Tree Hash Traversal
This is the hot kernel from Anthropic's original performance take-home, without the Python VM or simulated VLIW machine.
Input is binary little-endian u32 words: rounds, node_count, batch_size, tree_height, forest_values_offset, indices_offset, values_offset, then forest values, current node indices, and current input values.
The benchmark uses tree_height = 17, rounds = 128, and batch_size = 262,144. Values are 32-bit words and arithmetic wraps modulo 2^32.

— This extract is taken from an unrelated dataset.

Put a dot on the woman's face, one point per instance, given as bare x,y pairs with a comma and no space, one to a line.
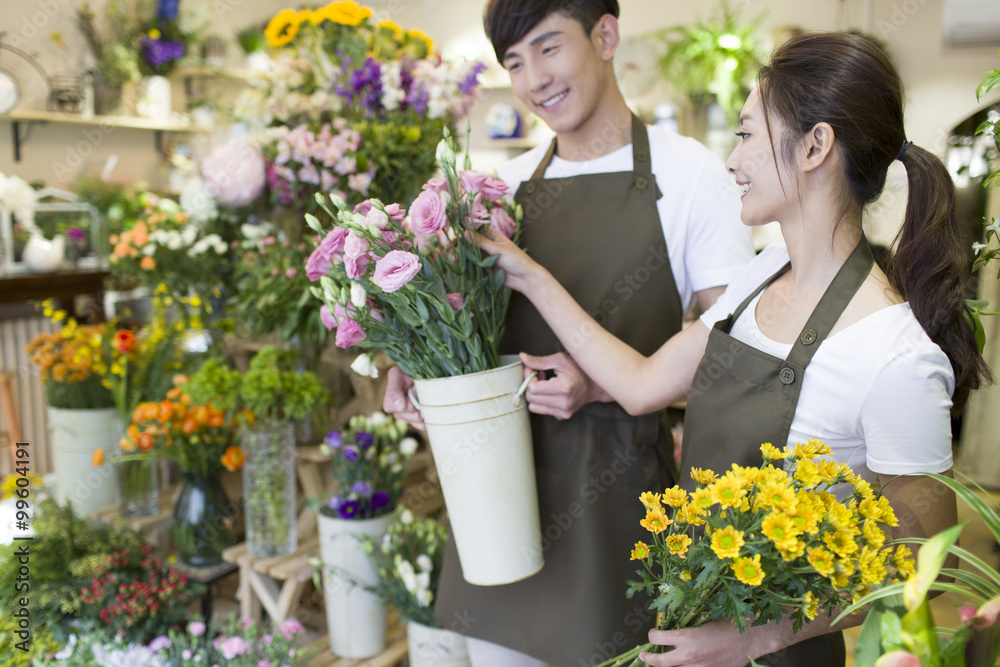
754,164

For each round and lane: value = hash32(value xor forest[index]), then go to child 2*index+1 if value is even, otherwise 2*index+2. If the child is past the end of the perfect binary tree, wrap index back to 0.
Print the decimal u64 checksum of the final (index, value) batch state.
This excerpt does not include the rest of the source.